別に重い病気に掛かっている訳ではないけど、クロスが静かだとなんだか槍が降ってきそうなくらい違和感がある。

『ほかには…………酢昆布と酢昆布と酢昆布と酢昆布と酢昆布と酢昆布と昆布ポン酢』

……。


酢昆布6個と昆布ポン酢がどうしても食べたいらしい。


仕方が無い、お小遣いで買えるったけ買ってあげようと思う、もちろん激安ショップで。

そう、酢昆布専門店ベーカリー・ストアで。

この的違いにもほどがある店名の酢昆布専門店は、世界中の酢昆布を取り揃えている、酢昆布が集まる約束の場所、酢昆布の聖地である。

ちなみに、酢昆布百箱セットがたったの五円!

僕はお財布を握りしめて走った。ひらすら、もう信号なんて気にならなかった。

サンタの少女を救うべく、


走れ斗助!


「ぬんぐぉおぉぉおぉお」

奇声と共にスピードアップ、あっという間にベーカリー・ストアへ到着した。

「酢昆布と酢昆布と酢昆布と酢昆布と酢昆布と酢昆布をください! あの日何かが切れたものでお願いします」

切れたものとは、言うまでも無い。

――賞味期限だ。

世界一信頼を置けない店。店長曰く、賞味期限は所詮賞味期限、気にすることはないらしい。

「はい、酢昆布六個セット、おまけは昆布ポン酢でいい?」

「お願いします」

「毎度ありー、合計代金は六円になります♪ またのご来店を、心の隅でお待ちしておりますねぃ」

さっと六円を差し出すと、酢昆布と昆布ポン酢を店長から半ばもぎ取るようにして受け取った。

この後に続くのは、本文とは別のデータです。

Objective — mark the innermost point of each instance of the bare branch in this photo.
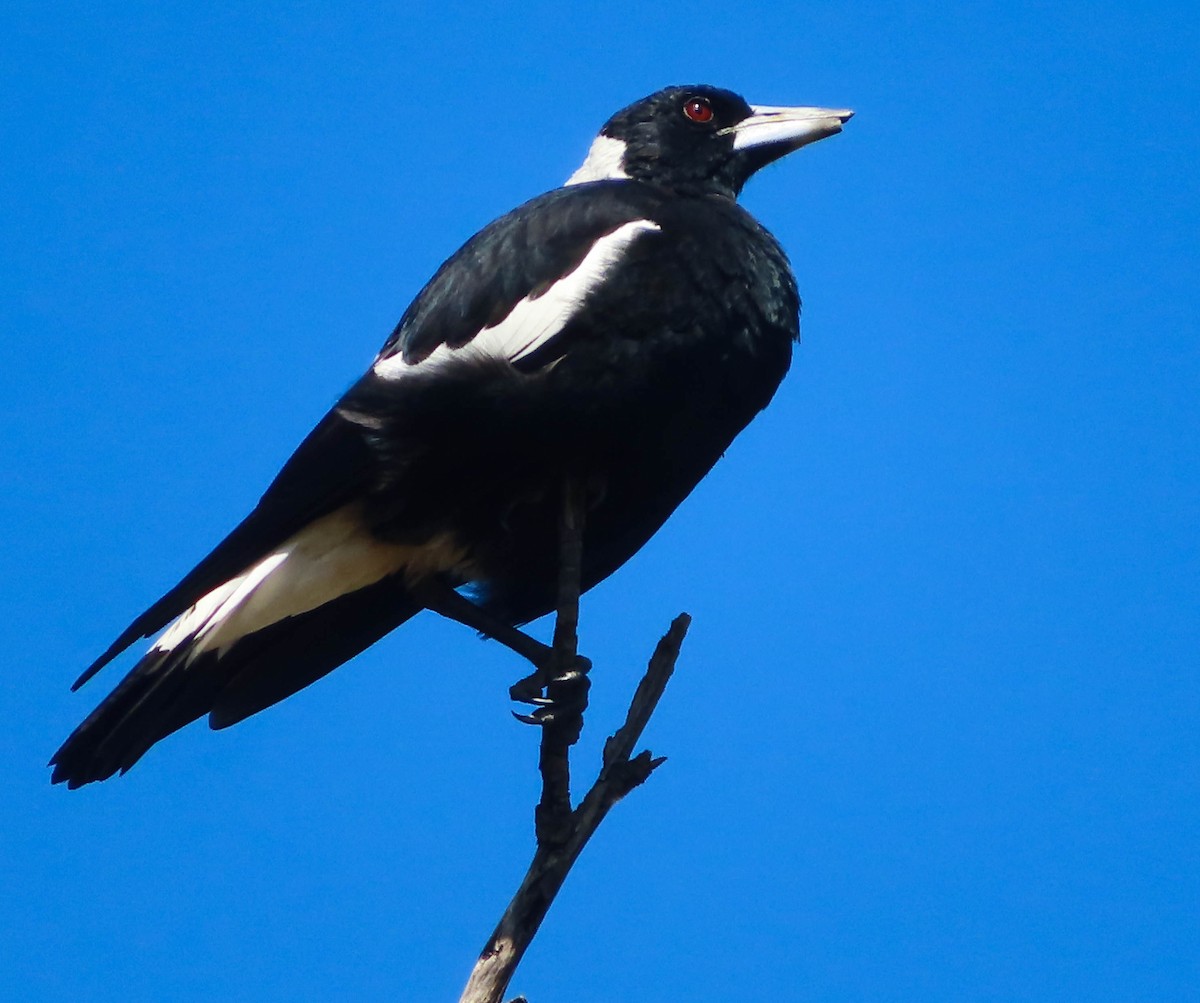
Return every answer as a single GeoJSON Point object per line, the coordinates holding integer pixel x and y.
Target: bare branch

そして、語尾にハートマークがつきそうな気色悪い声をBGMに、僕はまた走り出した。

店を飛び出し、道路も飛び出し、走る。ただ、走る。

途中、酢昆布の箱が大きく揺れて、あの特有な臭いが鼻を突いたが気にしない。

気にならないほど、僕は必死だったから。


家についた頃にはもう全身汗だくで、一足早く夏を味わった。

僕は汗を拭くのも忘れ、階段を駆け上がって自室へダイブ。フローリングを少し滑って、やがて停止した。

投げ出された酢昆布と昆布ポン酢。

それを見たサンタの少女は紙に、喜びと謝辞を大量に書き、拍手をする。

頑張ってよかったな…………汗の海に沈みながら、僕はそう思った。


酢昆布の香りが春の訪れを告げた、そんな感じの一日は、あっという間に夕闇に消えてしまいます。

夜、寝る直前にサンタの少女は、

『お、お腹痛い……』

と紙に書き、苦痛に悶えながら眠りにつきました。

もし酢昆布がその原因だったとしたら、それは物凄く気合の入った腹痛だと僕は思います。

それはそう、クロスが食べたのは『あの日何かが切れた酢昆布』なのですから。

中井家の二階では、サンタの少女の唸り声がしばらく響いていました。